There has been a resounding declaration from within the global TV industry about just how much diversity and representation matter, both on- and off-screen, and it is perhaps even more imperative when it comes to children’s content.

Not only is it of paramount importance for young ones to identify with characters in the shows they’re watching and see themselves reflected back, but it’s also vital that they see characters who are nothing like them—of different races, physical abilities and family structures than their own.

A 2019 report from the children’s media company Hopster finds that the majority of the top preschool shows poorly represent those with different abilities, LGBTQ+ and the working class, and have high rates of gender stereotyping, pushing BAME (Black, Asian and minority ethnic) characters into the background.
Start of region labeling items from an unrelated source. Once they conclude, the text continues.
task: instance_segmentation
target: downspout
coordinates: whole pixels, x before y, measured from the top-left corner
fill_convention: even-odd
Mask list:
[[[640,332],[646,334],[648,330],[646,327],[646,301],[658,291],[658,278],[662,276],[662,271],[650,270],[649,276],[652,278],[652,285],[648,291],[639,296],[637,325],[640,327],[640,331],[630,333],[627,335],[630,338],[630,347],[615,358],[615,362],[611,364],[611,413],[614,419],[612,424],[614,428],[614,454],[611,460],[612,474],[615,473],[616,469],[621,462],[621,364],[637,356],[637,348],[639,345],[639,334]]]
For example, none of the 50 most popular preschool shows in the U.K. had lead characters who are differently-abled. Also, many shows focus on “privileged” families, and there were negative depictions of working-class characters. According to the report, only 6 of the 50 top shows had lead BAME characters, and only 7 percent of the episodes alluded to an LGBTQ+ character, usually very fleetingly.

The good news is, things are changing; creators, producers, commissioners and buyers of children’s programming are all stepping up. In this issue of TV Kids, we surveyed various buyers, from linear and streaming platforms, about the types of shows they are looking for. Many of them pointed to inclusivity and diversity as issues they were looking to address in the programs they acquire or commission. Another feature in this edition tackles the challenges that distributors face with regard to rights and windowing, as IP owners look to fully maximize the value of their properties.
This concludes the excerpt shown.